Donald Trump has picked South Carolina Gov. Nikki Haley on Wednesday morning to be the new U.S. ambassador to the United Nations, and she has accepted. The nomination will have to be confirmed by the U.S. Senate before Haley replaces Samantha Power, who has held the job since 2013, but easy confirmation seems likely.

After criticism for only naming white men, including a white nationalist, to senior positions, Trump Wednesday offered positions to an Indian American woman and, reportedly, to a black man, Ben Carson, for secretary of housing and urban development.

Haley is an odd choice. Other than participating in some trade delegations as governor, she has basically no foreign policy experience. But given that names like Newt Gingrich, John Bolton, and Rudy Giuliani have been floated for senior foreign policy jobs in the administration, things could be worse.
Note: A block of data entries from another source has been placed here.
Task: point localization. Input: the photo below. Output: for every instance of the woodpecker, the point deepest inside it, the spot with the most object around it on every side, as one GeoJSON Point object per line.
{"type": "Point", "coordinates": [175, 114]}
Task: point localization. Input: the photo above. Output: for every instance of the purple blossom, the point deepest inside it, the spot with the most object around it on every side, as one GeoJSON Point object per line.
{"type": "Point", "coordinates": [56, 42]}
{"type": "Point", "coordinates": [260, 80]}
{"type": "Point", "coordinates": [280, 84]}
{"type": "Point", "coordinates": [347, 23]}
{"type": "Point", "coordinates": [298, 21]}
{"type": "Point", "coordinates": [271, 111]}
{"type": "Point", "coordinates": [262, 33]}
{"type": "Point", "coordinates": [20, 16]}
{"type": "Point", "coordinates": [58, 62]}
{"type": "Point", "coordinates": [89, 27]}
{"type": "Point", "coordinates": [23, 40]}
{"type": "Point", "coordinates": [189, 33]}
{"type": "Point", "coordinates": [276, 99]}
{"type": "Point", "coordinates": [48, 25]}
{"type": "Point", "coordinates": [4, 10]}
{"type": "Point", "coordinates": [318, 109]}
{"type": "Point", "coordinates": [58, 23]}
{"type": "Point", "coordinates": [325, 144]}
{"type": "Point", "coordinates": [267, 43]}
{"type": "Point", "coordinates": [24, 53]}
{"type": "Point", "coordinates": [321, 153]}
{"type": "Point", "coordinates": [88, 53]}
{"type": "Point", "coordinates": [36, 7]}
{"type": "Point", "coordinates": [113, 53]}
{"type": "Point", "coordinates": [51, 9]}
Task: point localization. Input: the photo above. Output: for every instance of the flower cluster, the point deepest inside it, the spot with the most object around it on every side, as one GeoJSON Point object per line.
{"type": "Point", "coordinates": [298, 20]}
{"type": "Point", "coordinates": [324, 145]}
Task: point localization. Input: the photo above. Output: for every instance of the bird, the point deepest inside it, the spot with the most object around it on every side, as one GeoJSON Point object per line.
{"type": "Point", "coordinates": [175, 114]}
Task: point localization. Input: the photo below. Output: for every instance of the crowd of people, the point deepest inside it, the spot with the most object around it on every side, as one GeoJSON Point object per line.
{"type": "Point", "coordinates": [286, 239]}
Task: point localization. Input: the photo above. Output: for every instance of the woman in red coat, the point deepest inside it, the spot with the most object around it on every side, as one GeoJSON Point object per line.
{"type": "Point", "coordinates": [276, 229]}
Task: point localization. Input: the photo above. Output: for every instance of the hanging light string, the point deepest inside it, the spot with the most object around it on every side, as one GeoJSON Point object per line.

Along with ongoing crises—from Syria to the Central African Republic to South Sudan—Haley’s new portfolio will include the ongoing global refugee crisis, an issue on which she does have a record, though a mixed one. Haley earned the ire (and a lawsuit) of some anti-refugee lawmakers and activists by backing the efforts of faith groups to settle refugees in her state as part of President Obama’s resettlement plan, but also asked the State Department not to settle any Syrians in South Carolina after the November 2015 Paris terror attacks.

U.N. member states are waiting to see if Trump will follow through on his campaign pledge to “cancel” the Paris Agreement on Climate Change. It’s not clear if Haley believes that humans cause climate change, but she has criticized Environmental Protection Agency rules limiting carbon emissions

If Haley is confirmed, she would be replaced as governor by Lt. Gov. Henry McMaster, who was the first statewide politician in South Carolina to endorse Trump. One Machiavellian read on this could be that Trump is neutralizing a potential popular rival and critic by bringing her into the fold in a position that’s probably not going to be that much of a priority in his administration. Haley only tepidly and belatedly endorsed Trump after supporting Marco Rubio and then Ted Cruz during the Republican primary. He responded by calling the daughter of Indian immigrants “very, very weak on illegal immigration.” (She is not.)

Haley once called Trump “everything a governor doesn’t want in a president,” and discussing the prospect of a Trump presidency in September 2015, Haley said that Americans “want to know they’re sending someone up to the White House that’s going to be calm and cool-tempered and not get mad at someone just because they criticize him. We would really have a world war if that happens.”

At the time, she probably had little idea that she would soon be partly responsible for implementing that guy’s foreign policy and, perhaps, trying to prevent that war.